Des leaders syndicaux d'extrême droite
Parmi les syndicats agricoles mobilisés contre l'accord, on trouve le syndicat français Coordination rurale (CR), classé à l'extrême droite. Le service roumain de RFI commente :
«La Coordination rurale est résolument hostile à l'UE, bien que la plupart de ses membres soient tributaires des subventions européennes. Elle rejette le libre-échange, alors que la France est l'un des principaux exportateurs de produits agricoles dans le monde. … Les membres du syndicat prétendent que cette politique fait partie d'un complot visant à détruire la filière bovine française, déjà en difficulté, pour la sanctionner en raison de son rejet de l'accord avec le MERCOSUR.»
Où est le problème ?
Pour taz, l'opposition des agriculteurs est exagérée :
«L'UE est le plus grand exportateur mondial de produits agroalimentaires, affichant dans ce secteur un net excédent de la balance commerciale. Les Européens sont champions en matière d'exportation de fromage et de viande de porc. Certes, les salaires allemands sont par exemple plus élevés que ceux pratiqués au Brésil. Mais les agriculteurs européens reçoivent des subventions agricoles dont leurs homologues sud-américains ne peuvent que rêver : l'UE compense ses agriculteurs à hauteur de 55 milliards d'euros par an. En étant subventionné et en exportant à un tel niveau, on ne devrait pas se plaindre de voir arriver quelques importations supplémentaires en provenance du MERCOSUR.»

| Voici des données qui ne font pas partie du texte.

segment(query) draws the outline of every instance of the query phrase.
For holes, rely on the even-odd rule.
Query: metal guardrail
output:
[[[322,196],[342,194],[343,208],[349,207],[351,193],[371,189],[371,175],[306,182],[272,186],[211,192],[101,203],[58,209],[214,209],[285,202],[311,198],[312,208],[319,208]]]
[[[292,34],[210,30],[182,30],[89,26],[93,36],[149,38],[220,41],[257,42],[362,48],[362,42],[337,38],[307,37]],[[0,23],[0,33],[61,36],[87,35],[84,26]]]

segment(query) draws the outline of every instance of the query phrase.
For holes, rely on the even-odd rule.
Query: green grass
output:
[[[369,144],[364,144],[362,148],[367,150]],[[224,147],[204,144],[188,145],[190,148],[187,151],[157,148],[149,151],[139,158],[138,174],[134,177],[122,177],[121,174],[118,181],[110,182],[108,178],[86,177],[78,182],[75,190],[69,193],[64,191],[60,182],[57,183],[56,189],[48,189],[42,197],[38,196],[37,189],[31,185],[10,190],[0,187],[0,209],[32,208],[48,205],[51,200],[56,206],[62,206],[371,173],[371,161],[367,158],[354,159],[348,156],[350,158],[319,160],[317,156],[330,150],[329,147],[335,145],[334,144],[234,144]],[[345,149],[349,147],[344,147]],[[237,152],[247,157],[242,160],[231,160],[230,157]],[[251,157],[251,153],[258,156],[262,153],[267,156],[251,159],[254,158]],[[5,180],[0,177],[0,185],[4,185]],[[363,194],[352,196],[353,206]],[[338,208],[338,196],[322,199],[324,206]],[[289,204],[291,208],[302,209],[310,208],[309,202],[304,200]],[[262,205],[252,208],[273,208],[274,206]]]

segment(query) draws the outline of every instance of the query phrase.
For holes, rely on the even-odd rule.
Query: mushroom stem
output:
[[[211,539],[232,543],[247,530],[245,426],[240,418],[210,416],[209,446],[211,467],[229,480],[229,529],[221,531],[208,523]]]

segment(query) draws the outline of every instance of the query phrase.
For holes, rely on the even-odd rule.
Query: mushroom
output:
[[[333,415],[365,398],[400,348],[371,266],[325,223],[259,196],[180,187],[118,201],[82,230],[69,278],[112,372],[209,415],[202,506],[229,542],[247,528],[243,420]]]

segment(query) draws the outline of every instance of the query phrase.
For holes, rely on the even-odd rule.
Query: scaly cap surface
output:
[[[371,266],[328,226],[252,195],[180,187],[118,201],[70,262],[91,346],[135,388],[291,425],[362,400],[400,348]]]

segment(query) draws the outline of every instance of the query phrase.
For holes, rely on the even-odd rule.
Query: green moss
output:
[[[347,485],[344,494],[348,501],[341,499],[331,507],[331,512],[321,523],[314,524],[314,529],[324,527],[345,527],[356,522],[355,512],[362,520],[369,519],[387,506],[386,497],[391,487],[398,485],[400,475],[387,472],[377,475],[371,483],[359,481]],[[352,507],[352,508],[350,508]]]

Un report aux conséquences funestes
Libération déplore que Macron fasse passer les revendications des agriculteurs français avant l'agenda européen :
«Entre le long terme et le court terme, Emmanuel Macron a choisi : il préfère sacrifier les enjeux géopolitiques pour tenter de préserver ses intérêts politiques en France, du moins ce qu'il en reste. … Ursula von der Leyen a annoncé jeudi le report [de la signature] à janvier. Macron a donc gagné un court répit. Mais la France ne cesse d'écorner son image et prend le risque de semer la zizanie au sein même de l'Europe. Ce qui constitue un magnifique cadeau de Noël à Vladimir Poutine et Donald Trump.»

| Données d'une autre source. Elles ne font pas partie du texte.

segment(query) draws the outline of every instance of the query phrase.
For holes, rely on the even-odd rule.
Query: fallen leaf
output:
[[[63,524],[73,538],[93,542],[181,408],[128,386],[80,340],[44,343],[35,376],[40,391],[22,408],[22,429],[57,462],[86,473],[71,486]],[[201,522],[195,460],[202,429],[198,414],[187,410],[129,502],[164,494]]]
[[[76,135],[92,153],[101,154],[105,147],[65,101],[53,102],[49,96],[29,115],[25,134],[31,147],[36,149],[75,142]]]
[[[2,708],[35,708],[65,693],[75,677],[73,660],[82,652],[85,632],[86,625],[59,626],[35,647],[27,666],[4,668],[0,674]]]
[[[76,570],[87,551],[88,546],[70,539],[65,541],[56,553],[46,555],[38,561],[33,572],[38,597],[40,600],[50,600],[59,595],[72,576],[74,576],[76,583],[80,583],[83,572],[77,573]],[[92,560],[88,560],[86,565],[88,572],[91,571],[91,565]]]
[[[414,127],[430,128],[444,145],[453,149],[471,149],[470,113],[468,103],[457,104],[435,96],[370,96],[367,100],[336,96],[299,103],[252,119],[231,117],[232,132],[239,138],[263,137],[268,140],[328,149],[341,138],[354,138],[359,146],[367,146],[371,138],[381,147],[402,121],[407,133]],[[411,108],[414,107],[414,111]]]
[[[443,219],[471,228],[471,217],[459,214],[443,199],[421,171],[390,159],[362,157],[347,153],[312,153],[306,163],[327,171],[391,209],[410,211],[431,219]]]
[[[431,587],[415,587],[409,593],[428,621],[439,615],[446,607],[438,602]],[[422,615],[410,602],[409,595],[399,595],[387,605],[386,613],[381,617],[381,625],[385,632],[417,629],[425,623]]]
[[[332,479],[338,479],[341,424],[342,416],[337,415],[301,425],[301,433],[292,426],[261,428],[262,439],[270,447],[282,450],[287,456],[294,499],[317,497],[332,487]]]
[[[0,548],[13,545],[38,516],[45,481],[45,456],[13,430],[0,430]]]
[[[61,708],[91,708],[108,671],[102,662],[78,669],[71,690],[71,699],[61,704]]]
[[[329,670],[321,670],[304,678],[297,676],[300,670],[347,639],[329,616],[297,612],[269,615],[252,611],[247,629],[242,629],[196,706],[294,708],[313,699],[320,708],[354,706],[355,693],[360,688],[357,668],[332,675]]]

L'UE doit se fixer des priorités
Ouest-France appelle à interdire les importations de produits ne respectant pas les normes de l'UE, tout en soulignant l'urgente nécessité de l'accord :
«Certains, en Europe, plaident pour que nous abaissions nos standards. Un alignement par le bas pour ne pas se faire déborder. Si nous ne pouvons plus imposer nos standards au reste du monde, au moins pourrions-nous essayer de nous faire respecter en tenant nos frontières. C'est là-dessus que les Européens devraient travailler en priorité. Pas sur la renégociation de clauses miroirs dont les pays du MERCOSUR ne veulent pas. Si on continue à les faire lanterner, ils finiront par nous tourner le dos pour faire affaire avec les Américains ou les Chinois. Qui n'attendent que ça.»